2023 journal article

Software Fault Tolerance in Real-Time Systems: Identifying the Future Research Questions

ACM Computing Surveys.

TL;DR: A joint scheduling-failure analysis model is proposed that highlights the formal interactions among software fault tolerance mechanisms and timing properties and allows for many open research questions to be presented and discussed with the final aim to spur future research activities. (via Semantic Scholar)
Source: Crossref
Added: June 26, 2023

Tolerating hardware faults in modern architectures is becoming a prominent problem due to the miniaturization of the hardware components, their increasing complexity, and the necessity to reduce costs. Software-Implemented Hardware Fault Tolerance approaches have been developed to improve system dependability regarding hardware faults without resorting to custom hardware solutions. However, these come at the expense of making the satisfaction of the timing constraints of the applications/activities harder from a scheduling standpoint.

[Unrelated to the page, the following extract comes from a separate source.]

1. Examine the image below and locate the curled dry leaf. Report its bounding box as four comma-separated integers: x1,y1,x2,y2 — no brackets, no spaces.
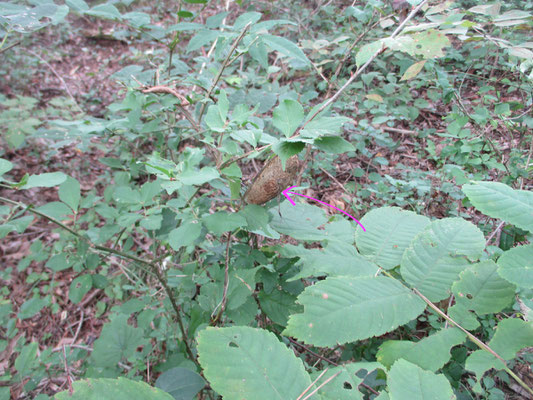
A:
244,156,300,204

This article surveys the current state-of-the-art of fault tolerance approaches when used in the context of real-time systems, identifying the main challenges and the cross-links between these two topics. We propose a joint scheduling-failure analysis model that highlights the formal interactions among software fault tolerance mechanisms and timing properties. This model allows us to present and discuss many open research questions with the final aim to spur future research activities.